今週は抱えていたプロジェクトが山場だったこと、それでロクに休めず体調を崩しかけていたこと、昨日満月の日を確認したはずの新聞が実は一昨日のものだったこと、徹夜覚悟の仕事が思いの外早く一段落して気が緩んでいたこと…原因はいくつも思い付くが、全て後の祭り。
とっさにビルの陰に入り込み、コートの襟を立てて顔を隠す。0時を過ぎたととは言え、人通りも街明かりもまだまだ多い。
焦る心を置き去りに、身体の変化は止まらない。
血がたぎり、熱く燃えるような感覚。
身体が一回り大きくなり、スーツが苦しい。ネクタイを緩め、ワイシャツのボタンを3つ外す。その指にもさもさと毛が生えて爪が伸びていく。
スーツがストレッチ素材で良かった、とどこか冷静な頭で思う。破れでもしたらあまりに惜しい。
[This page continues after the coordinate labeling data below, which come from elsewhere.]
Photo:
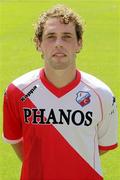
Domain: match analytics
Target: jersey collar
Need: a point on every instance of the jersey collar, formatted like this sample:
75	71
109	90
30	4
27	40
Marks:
59	92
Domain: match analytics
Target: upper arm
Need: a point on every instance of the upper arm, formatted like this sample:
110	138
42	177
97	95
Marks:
107	128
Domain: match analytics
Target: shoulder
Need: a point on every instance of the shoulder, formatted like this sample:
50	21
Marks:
23	81
99	87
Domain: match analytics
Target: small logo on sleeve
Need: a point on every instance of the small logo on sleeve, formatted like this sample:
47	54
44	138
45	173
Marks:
83	98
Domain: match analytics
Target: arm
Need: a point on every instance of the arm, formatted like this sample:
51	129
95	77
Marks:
18	148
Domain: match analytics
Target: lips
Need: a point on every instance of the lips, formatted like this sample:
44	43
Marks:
59	54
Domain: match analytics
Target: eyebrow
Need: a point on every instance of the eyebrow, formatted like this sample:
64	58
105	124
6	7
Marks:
53	33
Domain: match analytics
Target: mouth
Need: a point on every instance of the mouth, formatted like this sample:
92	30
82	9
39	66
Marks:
59	55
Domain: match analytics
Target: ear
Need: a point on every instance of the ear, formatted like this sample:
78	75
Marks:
38	44
79	45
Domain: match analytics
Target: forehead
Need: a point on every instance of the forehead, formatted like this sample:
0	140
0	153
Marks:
53	25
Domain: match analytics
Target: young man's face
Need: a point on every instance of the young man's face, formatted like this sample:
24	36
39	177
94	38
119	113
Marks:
59	44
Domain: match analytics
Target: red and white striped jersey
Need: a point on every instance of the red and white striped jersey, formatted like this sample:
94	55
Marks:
62	128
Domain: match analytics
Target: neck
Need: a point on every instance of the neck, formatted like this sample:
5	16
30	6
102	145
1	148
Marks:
60	78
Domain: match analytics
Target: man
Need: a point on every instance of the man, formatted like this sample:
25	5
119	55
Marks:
59	119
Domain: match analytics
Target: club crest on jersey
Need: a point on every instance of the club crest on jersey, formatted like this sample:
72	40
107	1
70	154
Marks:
83	98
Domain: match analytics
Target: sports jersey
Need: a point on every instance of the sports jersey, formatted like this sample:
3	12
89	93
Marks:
62	128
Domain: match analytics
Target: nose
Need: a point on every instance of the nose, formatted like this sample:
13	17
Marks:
59	42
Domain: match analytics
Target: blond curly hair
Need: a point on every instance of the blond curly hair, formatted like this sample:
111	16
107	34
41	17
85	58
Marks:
65	15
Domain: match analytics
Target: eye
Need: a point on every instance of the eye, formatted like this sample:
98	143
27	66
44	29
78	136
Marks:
67	37
51	37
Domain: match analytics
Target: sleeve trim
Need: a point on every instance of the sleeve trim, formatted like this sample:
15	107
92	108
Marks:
11	141
105	148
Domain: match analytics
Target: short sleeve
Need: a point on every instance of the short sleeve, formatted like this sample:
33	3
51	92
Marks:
12	127
107	128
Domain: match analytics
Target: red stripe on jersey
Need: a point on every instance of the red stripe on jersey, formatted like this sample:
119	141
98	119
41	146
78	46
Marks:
47	155
98	98
106	148
59	92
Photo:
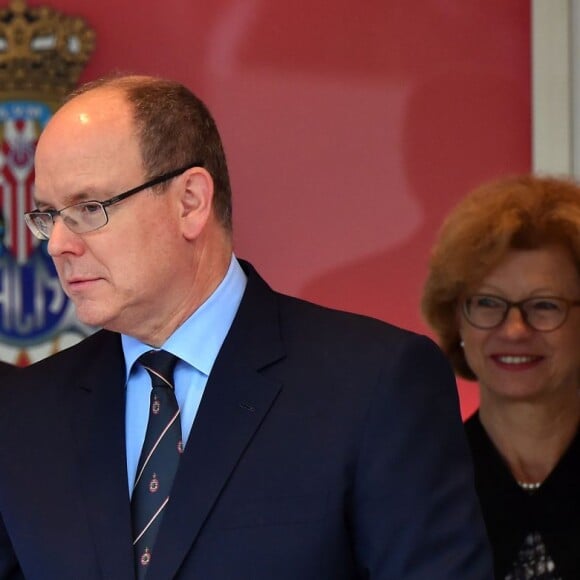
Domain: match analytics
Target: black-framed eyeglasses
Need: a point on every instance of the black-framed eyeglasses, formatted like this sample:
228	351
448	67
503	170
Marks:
88	216
543	313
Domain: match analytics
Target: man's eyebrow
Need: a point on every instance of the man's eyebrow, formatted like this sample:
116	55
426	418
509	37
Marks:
69	199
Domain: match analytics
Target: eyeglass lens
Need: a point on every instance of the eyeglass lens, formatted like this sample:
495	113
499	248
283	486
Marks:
539	313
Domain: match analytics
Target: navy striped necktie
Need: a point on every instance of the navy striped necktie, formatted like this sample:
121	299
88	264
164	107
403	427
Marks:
159	457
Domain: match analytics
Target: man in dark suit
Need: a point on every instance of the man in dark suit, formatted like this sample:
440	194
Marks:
313	444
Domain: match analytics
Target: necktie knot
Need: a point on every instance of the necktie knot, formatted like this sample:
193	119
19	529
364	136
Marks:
160	365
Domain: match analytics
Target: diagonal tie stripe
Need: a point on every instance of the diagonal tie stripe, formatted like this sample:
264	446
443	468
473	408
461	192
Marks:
159	458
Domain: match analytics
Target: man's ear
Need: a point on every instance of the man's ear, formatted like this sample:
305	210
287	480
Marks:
196	201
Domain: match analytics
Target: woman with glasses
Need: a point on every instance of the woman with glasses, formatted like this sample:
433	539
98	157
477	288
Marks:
503	296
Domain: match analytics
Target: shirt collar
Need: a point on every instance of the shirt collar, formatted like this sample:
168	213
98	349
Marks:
198	340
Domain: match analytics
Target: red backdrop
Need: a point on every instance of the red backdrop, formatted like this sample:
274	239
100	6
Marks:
351	126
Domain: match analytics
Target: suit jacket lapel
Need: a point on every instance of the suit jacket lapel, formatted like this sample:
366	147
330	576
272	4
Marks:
235	402
98	422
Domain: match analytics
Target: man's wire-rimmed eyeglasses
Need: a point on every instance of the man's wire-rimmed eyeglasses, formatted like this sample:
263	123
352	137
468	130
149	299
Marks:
543	313
91	215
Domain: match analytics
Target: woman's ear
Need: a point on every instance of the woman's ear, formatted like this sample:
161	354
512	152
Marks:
196	201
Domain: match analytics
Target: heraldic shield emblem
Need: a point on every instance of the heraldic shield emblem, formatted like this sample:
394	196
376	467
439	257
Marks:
42	53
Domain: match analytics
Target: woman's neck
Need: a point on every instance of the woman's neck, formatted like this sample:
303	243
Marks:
531	436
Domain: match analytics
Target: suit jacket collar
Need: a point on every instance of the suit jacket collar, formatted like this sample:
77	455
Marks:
98	422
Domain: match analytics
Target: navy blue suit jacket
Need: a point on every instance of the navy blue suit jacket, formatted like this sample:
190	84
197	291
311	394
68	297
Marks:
326	446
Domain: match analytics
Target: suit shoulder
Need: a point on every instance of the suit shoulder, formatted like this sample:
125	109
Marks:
78	355
320	324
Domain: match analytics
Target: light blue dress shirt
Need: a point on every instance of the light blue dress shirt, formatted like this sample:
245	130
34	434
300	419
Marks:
196	343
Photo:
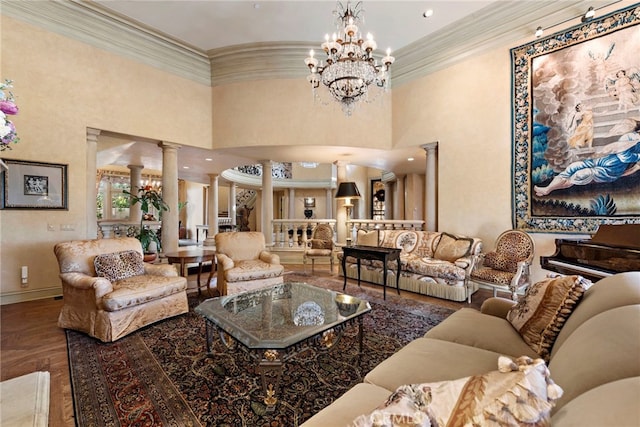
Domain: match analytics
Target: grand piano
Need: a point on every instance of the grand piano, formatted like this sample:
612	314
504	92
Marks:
613	249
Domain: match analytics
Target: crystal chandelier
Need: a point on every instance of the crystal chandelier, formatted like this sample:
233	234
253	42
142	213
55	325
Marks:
350	66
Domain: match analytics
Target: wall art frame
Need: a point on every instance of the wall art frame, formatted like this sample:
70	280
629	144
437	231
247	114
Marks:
576	127
33	185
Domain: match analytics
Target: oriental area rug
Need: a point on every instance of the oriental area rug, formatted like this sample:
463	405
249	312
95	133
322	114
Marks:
162	375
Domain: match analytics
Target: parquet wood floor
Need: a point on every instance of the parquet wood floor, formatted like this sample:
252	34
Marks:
30	340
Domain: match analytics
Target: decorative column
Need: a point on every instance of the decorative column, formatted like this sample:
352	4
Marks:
170	226
292	203
212	209
398	198
329	205
92	185
267	201
135	177
233	209
388	201
431	186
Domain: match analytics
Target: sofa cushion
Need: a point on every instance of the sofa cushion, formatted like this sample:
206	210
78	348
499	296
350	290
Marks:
119	265
367	237
470	327
137	290
611	404
427	360
254	269
604	348
434	268
360	399
519	393
546	305
611	292
451	248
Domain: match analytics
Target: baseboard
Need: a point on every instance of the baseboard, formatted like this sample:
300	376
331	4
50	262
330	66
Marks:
29	295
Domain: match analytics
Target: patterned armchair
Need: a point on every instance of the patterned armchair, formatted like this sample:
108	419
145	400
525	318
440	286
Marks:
321	245
110	292
506	268
244	263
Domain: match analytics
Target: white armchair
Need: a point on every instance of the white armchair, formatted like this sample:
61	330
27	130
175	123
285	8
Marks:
109	292
244	263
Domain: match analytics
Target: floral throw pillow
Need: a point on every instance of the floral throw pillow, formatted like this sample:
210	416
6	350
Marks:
541	313
119	265
519	393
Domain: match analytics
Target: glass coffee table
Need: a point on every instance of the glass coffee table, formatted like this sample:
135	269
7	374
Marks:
275	323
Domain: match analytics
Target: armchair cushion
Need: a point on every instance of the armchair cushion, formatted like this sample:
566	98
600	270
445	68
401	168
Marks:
501	261
546	305
450	248
119	265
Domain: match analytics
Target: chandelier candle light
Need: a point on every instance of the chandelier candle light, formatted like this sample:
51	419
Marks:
350	65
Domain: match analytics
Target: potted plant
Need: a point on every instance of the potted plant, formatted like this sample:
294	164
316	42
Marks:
148	197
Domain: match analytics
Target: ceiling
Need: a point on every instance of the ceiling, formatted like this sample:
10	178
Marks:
209	25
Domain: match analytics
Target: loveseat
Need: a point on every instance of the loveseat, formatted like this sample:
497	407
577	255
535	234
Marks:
109	292
432	263
595	358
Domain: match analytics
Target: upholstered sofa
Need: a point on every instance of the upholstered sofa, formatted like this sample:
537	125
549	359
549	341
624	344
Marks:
594	359
432	263
110	292
244	263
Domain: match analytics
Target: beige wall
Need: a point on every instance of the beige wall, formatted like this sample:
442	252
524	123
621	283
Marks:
63	87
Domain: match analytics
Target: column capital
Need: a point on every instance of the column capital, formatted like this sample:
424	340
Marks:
167	145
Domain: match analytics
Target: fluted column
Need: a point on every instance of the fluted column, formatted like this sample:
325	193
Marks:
267	201
292	203
341	213
431	186
233	187
135	177
212	210
170	218
92	185
398	198
329	205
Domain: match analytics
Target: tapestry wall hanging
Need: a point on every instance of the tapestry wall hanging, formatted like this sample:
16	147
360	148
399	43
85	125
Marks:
576	127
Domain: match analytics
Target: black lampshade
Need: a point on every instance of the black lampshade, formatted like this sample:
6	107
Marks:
347	190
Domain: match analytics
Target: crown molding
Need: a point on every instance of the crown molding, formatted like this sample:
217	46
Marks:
499	24
89	23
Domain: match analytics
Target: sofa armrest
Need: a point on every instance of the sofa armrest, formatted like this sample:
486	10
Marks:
497	306
80	281
166	270
269	257
224	262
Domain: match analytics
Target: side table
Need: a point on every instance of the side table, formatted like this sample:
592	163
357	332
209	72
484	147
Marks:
375	253
191	256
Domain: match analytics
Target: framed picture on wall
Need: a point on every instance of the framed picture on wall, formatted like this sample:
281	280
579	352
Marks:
576	127
34	185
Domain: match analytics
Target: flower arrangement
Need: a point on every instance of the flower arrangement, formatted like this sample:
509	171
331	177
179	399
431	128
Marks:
148	197
8	106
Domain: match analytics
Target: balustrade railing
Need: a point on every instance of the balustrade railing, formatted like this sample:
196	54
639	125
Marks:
294	233
124	228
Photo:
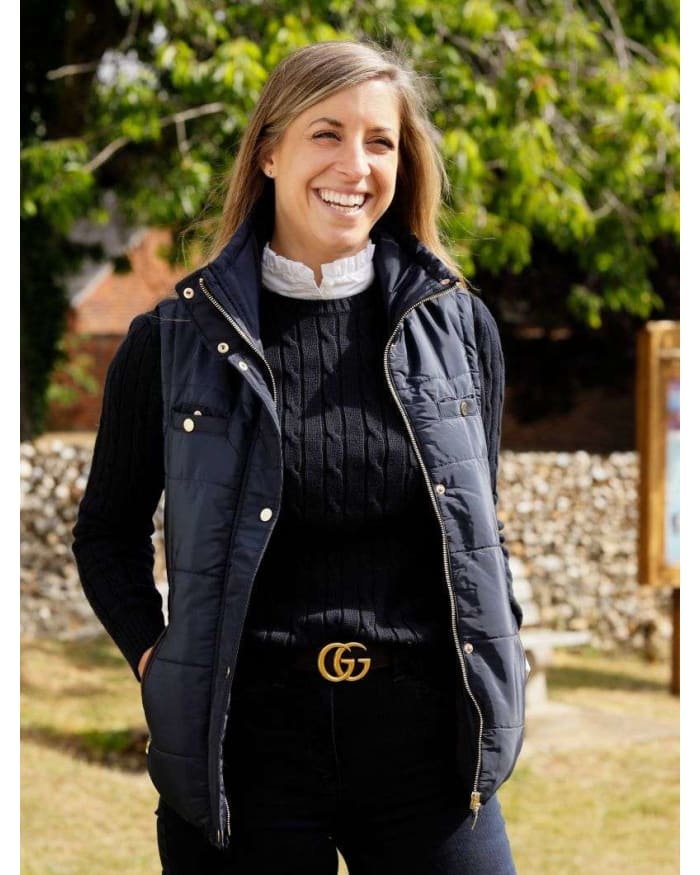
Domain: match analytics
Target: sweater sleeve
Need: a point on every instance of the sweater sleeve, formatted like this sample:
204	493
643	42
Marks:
112	536
492	373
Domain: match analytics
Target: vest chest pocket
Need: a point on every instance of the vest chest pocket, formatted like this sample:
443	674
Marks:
196	421
449	408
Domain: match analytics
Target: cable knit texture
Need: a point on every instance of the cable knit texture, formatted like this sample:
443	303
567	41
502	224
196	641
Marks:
356	549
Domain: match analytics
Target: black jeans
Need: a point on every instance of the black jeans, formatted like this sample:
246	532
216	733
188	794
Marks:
366	766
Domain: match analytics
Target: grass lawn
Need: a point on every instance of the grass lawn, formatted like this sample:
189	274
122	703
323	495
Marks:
596	788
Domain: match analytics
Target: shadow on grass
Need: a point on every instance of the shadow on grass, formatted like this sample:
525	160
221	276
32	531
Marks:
94	652
574	677
122	749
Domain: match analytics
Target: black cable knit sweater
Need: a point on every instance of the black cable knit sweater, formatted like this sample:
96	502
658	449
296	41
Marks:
356	551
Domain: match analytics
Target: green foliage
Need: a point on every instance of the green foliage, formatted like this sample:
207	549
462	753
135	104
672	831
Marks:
559	123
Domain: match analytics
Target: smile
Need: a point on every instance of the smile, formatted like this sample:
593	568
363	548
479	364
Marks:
348	204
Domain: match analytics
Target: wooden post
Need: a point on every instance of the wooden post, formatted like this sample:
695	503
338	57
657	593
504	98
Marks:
658	429
676	646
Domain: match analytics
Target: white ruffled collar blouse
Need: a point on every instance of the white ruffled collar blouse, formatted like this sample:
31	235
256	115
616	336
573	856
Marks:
340	278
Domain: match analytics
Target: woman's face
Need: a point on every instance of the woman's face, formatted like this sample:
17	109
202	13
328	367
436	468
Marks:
334	172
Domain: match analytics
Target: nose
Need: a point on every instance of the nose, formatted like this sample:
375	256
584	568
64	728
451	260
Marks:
353	161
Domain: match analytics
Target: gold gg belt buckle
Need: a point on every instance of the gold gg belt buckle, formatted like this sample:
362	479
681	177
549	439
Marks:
343	666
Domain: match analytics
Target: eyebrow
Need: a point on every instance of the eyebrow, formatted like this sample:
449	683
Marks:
334	123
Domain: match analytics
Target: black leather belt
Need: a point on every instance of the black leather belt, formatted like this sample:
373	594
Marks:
336	661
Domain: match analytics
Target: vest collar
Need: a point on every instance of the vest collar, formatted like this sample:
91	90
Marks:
405	269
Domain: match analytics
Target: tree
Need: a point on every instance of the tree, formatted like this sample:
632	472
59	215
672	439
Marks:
558	120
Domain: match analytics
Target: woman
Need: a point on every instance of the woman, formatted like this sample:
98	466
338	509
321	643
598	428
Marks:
322	404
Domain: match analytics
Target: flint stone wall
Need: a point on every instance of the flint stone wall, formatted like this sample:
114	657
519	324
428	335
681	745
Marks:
570	523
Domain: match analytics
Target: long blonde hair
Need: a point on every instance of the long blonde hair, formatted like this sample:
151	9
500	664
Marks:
312	74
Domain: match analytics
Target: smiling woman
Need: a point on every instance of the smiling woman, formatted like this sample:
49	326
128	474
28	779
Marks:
321	403
335	174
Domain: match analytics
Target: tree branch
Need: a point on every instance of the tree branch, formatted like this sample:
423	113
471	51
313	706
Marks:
73	70
177	118
619	40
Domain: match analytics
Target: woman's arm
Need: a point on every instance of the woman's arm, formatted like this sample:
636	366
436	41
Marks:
112	536
492	371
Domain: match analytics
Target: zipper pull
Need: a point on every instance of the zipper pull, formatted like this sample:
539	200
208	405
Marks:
475	806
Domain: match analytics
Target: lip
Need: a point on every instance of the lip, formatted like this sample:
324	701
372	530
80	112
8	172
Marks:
368	198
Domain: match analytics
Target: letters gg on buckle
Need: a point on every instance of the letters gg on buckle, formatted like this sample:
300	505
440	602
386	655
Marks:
342	666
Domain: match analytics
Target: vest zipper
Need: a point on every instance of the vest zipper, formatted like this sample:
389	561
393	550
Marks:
475	799
249	342
207	294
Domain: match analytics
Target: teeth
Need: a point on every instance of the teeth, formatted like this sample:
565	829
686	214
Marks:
345	200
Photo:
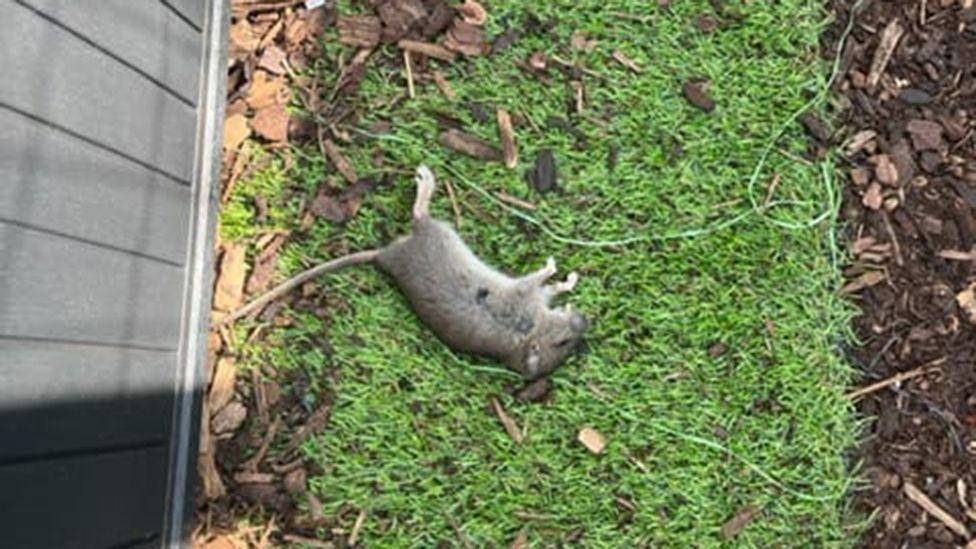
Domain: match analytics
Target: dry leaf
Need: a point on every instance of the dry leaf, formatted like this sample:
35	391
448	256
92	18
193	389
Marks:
229	290
738	523
873	198
507	134
236	130
359	30
592	439
229	418
966	300
271	123
469	145
510	426
222	386
866	280
473	13
266	90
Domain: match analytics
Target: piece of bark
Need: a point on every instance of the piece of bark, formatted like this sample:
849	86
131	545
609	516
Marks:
696	94
507	135
738	523
510	426
229	290
890	37
465	38
359	30
436	51
592	439
271	123
229	418
222	386
470	145
340	161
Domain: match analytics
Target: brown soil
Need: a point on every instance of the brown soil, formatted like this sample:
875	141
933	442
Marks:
909	209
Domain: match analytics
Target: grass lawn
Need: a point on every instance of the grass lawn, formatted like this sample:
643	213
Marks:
693	436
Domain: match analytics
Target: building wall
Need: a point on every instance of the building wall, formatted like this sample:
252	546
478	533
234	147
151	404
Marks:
108	119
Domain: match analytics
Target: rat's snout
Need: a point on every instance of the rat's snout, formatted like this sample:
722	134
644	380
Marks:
578	324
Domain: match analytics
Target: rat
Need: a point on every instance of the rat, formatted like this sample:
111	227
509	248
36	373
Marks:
470	306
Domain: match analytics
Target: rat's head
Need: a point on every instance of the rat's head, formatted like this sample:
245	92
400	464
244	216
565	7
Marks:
558	333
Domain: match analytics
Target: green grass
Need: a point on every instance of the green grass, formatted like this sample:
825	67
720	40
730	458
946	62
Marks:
692	439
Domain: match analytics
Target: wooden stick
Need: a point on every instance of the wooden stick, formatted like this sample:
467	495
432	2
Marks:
897	378
409	68
430	50
933	509
515	201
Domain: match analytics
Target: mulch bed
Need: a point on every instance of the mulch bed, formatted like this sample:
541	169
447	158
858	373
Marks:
907	93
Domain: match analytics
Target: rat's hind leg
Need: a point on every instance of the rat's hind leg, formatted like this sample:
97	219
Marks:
425	190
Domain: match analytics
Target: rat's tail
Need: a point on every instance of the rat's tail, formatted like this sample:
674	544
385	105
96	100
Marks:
357	258
426	184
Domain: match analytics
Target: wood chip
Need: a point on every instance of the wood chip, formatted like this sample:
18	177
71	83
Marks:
340	161
249	477
436	51
511	427
890	37
466	39
443	85
359	30
229	289
271	123
507	135
622	58
696	94
873	198
934	510
222	386
229	418
592	439
266	90
470	145
738	523
866	280
236	131
472	13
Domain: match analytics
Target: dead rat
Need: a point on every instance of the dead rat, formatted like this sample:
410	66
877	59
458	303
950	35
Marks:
470	306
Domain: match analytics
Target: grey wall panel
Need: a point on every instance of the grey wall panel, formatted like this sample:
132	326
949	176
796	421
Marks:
54	181
58	397
192	10
144	35
58	77
56	288
95	501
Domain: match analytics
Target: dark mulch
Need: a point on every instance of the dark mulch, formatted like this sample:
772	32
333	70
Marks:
913	190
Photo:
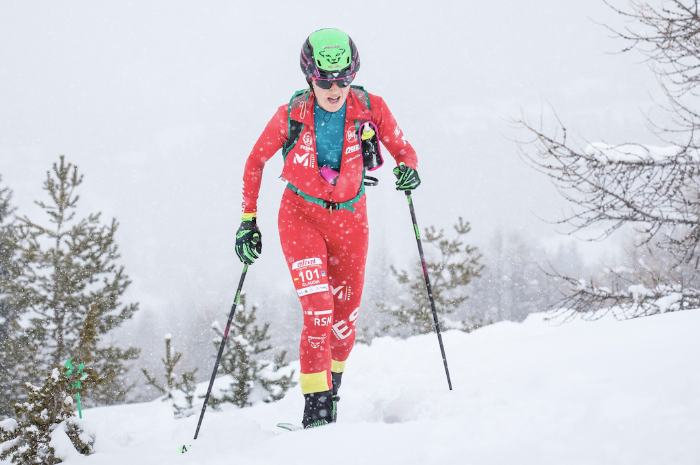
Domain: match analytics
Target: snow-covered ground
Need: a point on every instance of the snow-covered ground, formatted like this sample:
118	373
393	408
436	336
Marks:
603	392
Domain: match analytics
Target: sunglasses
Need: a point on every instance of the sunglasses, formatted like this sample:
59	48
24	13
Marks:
328	83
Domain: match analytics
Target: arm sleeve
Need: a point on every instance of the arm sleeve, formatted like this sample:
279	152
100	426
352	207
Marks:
270	141
391	135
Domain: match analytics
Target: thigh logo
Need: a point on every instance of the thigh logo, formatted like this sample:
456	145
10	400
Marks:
341	328
316	342
340	293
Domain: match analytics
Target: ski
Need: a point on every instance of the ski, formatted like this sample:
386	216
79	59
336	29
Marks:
289	426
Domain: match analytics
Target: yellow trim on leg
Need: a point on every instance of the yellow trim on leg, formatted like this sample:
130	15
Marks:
337	367
314	382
顔はすでに変形が終わり、鼻筋が伸びてヒゲが張り、犬歯が鋭さを増して口が裂ける。耳は尖ってやや上に。すっかり狼の顔だ。
俺、大神志郎は、現代に生きる狼男である。
マヌケなことに、明日だと思っていた満月をガッツリ見てしまい、帰宅途中に変身が始まってしまったのだった。
スラックスに太くなった手をどうにか突っ込んで尻尾の位置をどうにか調整する。結構痛いがここは街中。下半身露出の獣人なんて、格好の都市伝説になってしまう。それは避けたい。とにかく人目を避けて暗がりに逃げてうずくまる。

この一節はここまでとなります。